Death from Above

After a much needed and restful vacation, I have returned back to the News Gathering fold with a double duty in the skies over Vancouver. Kinda nice really, flying the clear skies of summer. Now if only we could get ourselves a big story- err- big visual story.
My recent tours of duty in the clouds have produced very little in the “Big Story” catorgory. Instead I seemed to be doomed to flying minimum hours during our show and providing what we call in the business “bumper and weather alminac” shots for the broadcast. It can ware on “story hunter” like myself as over time you begin to feel like you have lost the edge or are just cursed.
But coming back from 3 weeks away from the grind, where I only gathered sand and sun, I had found new energy and enthusiam for what is is I do.

That said, Monday was like most, a couple of flights to check out potential calls that could yield what I had been yearning for. They turned out to be routine, nothing to write home about.
But it was on my flight on Tuesday during the show, I was to witness something that will stay with me for a long time.

We were over the PNE grounds in east Vancouver when my Blackberry began to vibrate wildly. Nodoubt Gregg, our ears on the desk, had something he wanted us to check out. Just as the device began to gyrate around the console, the two-way radio cracked with Gregg’s voice asking me to check the message and head there asap.
It seems there had been a crash on the 99 near the 91 interchange. Usually these things are nothing more that shots of twisted wreckage and a line of motorists trying to get home to thier families. But this would be different.

It took us a bit longer than usual to get into the airspace over the scene because of a number of things, not the least of it being the location was next to a very busy airport at Boundry Bay.

I was able to survey the scene from a distance and see a medivac helicopter landing on the highway. I thought if nothing else the heli evacuating a victum will make this assignment visual.
Once granted direction into the airspace we took a position over the scene. I used my lens to get in close to assess what was hapening below.

It looked like two vehicles, both with heavy damage and EMT crews working feveroushly to free a trapped person. As I zoomed closer I could see the rescuers free the individual and place them onto a stretcher. The Paramedics working hard on this person. A flurry of activity and an immage of them administering CPR.

“This is bad” I said to our pilot. “They are doing chest compressions on the victim.”
This was nothing that any photog worth his time has not seen before. I too was no different, I had over the years seen many scenes like this unfold before my lens. Each one of them was personal. But somehow being at 1500ft somehow makes covering scenes like this impersonal, clinical, detached. Bomber crews from the 40’s describe this same detachment from thier enemy.

“We are coming to you in 30 seconds” a voice belonging to Jimmy our man back at CTV Control.
I widen out slightly so as not to reveal a licence plate number or something that could potentially cause this person’s family (if they were watching) to identify thier loved one.

The scene was very desperate below. A team of skilled people doing everything to save a life.

They came to us and I slowly zoomed into the scene. Not too close, but close enough to see the drama unfold.
Suddenly my headset rings with Jimmy’s voice, “Clear!”

Now we were off the air and as we repositioned the aircraft and my lens left the scene below, an other scene revieled itself just a kilometer or so to the north. More carnage on the 99. This time it appeared as though there were 4 vehicles involved. I relayed the information to the show producer.
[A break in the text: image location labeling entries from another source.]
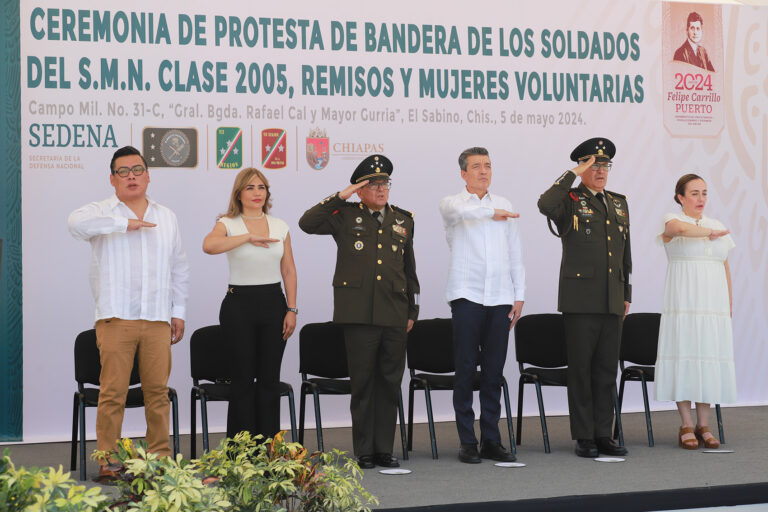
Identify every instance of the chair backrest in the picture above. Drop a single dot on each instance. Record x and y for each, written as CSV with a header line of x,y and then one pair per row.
x,y
88,363
639,338
208,354
540,340
430,346
322,352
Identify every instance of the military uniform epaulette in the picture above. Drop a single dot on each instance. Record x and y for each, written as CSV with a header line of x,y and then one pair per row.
x,y
398,209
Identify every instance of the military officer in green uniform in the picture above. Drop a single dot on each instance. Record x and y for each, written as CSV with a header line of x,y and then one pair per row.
x,y
375,296
595,289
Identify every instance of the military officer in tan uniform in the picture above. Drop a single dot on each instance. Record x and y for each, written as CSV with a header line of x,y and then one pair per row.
x,y
595,289
375,294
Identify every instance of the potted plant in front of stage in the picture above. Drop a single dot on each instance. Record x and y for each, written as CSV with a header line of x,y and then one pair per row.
x,y
45,489
159,484
276,475
244,473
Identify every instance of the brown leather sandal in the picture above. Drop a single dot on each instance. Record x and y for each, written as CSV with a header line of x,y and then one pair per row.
x,y
688,444
712,443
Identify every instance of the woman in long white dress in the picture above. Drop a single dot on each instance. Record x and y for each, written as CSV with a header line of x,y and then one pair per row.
x,y
695,352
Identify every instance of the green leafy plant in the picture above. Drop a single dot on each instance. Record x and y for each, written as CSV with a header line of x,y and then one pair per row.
x,y
243,474
45,490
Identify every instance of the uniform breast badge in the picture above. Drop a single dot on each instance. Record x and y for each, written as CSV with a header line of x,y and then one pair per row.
x,y
400,230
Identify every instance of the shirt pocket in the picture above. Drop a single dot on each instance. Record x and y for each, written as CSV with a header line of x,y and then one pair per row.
x,y
581,272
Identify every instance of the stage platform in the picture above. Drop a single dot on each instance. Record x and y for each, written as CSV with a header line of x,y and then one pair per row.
x,y
652,478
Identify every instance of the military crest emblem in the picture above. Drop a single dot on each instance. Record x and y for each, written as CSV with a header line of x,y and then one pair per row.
x,y
273,148
318,149
229,147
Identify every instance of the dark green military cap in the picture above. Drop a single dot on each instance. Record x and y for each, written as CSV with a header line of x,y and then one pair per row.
x,y
374,167
599,147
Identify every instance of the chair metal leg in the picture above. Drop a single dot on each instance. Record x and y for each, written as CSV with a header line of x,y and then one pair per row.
x,y
430,420
318,421
621,403
618,415
292,410
505,389
720,423
647,410
73,457
401,411
193,425
302,410
543,417
520,411
81,407
410,416
175,416
204,420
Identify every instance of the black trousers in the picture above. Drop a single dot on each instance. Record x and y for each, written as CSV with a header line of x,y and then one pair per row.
x,y
480,336
592,343
251,318
376,360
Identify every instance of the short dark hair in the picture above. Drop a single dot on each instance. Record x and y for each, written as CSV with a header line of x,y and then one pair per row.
x,y
693,17
477,150
682,183
125,151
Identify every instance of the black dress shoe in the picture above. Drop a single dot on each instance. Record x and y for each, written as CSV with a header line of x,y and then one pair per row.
x,y
608,446
586,448
468,454
365,462
385,460
495,451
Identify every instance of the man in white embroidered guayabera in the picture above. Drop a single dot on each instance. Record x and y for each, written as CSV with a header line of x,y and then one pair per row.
x,y
486,290
139,277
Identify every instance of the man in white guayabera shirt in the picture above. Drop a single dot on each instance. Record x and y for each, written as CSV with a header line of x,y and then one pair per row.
x,y
139,277
486,290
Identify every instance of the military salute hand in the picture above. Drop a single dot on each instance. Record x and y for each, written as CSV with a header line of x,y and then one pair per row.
x,y
583,166
504,215
347,192
134,224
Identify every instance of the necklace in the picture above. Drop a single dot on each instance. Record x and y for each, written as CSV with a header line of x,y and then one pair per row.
x,y
257,217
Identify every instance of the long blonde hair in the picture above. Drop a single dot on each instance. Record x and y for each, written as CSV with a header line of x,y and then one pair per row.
x,y
241,181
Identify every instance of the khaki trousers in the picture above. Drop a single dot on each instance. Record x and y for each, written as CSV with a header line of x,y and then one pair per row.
x,y
119,341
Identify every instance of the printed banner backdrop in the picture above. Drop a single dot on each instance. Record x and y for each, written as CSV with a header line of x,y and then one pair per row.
x,y
305,90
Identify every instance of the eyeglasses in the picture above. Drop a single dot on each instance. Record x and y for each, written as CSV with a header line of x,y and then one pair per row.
x,y
604,167
123,172
380,185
We did not know at the time, but these two scenes were related.

I panned the the FLIR camera back to the dire site where paramedics were doing thier thing. I zoomed in close to give me any indication of what was happening. Then all at once, the body language of those on the ground, heads and shoulders down, indicated the battle to save a life was lost. Chest compressions had stopped. Urgency was now gone. Two firefighters covered the person with a sheet. All of it captured within my viewfinder.

My God, I had just witnessed someone’s death at 1500 ft.

It was a quiet flight back to base, one I will not forget.
As I starred out of my window, I said a little prayer for the family of that person and for those men and women who tried so hard to save a stranger’s life.

As it turned out the victim was an elderly lady who had some how ended up traveling at speed on the wrong way of the freeway. The other scene to the north was caused by someone trying to avoid her car. It has sparked a debate about testing drivers of an advanced age.